Edging around the corner of Goldstein’s office door, I was greeted with a worn pair of propped-up shoes and a hand raking through wavy black hair.

“Oh, you’re interning with Bill Johnsson?” Cliff said, impressed. Then he quickly switched subjects. “Here,” he said, “tell me what’s wrong with this.” Groaning the whole time, Cliff (who’d just authored Day of the Dragon) read me the awkward opening sentence of another book about last-day events. Nervously I identified its problems, passing the test.

Cliff worked at Liberty under Roland Hegstad, whose strength was his surgeon-like editing. “I took a continual beating under Roland for 10 years,” Cliff once told me, “but I didn’t mind because I knew he was making me better.”

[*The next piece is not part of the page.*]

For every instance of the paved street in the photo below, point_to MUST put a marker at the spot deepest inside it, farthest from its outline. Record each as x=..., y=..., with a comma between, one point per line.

Later that summer I visited Insight magazine, where Chris Blake sat looking haggard. “I’m done,” he said, sighing. After eight award-winning years and approximately 400 weekly deadlines, he’d hit the wall. A convert to Adventism, like Bill and Cliff, Chris moved on to Union College and wrote the best-selling Searching for a God to Love.

And that was just one summer. Through the years I’d be privileged to work with a notebook full of gifted Adventist authors who, by God’s grace, create beauty and change lives with 26 letters and 12 forms of punctuation.

But of all the Adventist authors I’ve known and read—and I know they’d agree with me here—one stands far above the rest: a girl with a third-grade education, with nineteenth-century limitations, yet with the incredible designation of being the most translated American author in history.

Ellen White is different. She had a special line to God. Why do I believe this? Because I can spend hours grappling with a biblical passage, then turn to Ellen White and wonder: How does she do that? Because I can travel Israel myself and find her descriptions more vivid than a guidebook’s (she never traveled there). Because I can read the authors from whom she borrowed material, and their final package is nowhere close to hers. Because she turns our eyes upon Jesus.

Ellen White’s work is not Scripture. She grew in her understanding of the grace and love of God. It’s OK to disagree with her, to point out her mistakes. It’s OK to limit her counsel; she herself said, “Circumstances alter cases.”1 Those who read only Ellen White tend to be troubled people. But those who study Scripture, who also read Ellen White, are the recipients of rich last-day blessings.

When you walk inside an Adventist Book Center, you find two types of Adventist books: books by Ellen White, and books by other Adventist writers. The other books have value; we’d like you to buy them. But our books don’t compare to Ellen White’s. She had a gift we don’t have: the Spirit of Prophecy.

Ellen White wrote, “From time to time I have been permitted to behold the working, in different ages, of the great controversy between Christ, the Prince of life, the Author of our salvation, and Satan, the prince of evil, the author of sin.”2
 
1 Testimonies for the Church (Mountain View, Calif.: Pacific Press Pub. Assn., 1948), vol. 6, p. 339.
2 The Great Controversy (Mountain View, Calif.: Pacific Press Pub. Assn., 1911), p. x.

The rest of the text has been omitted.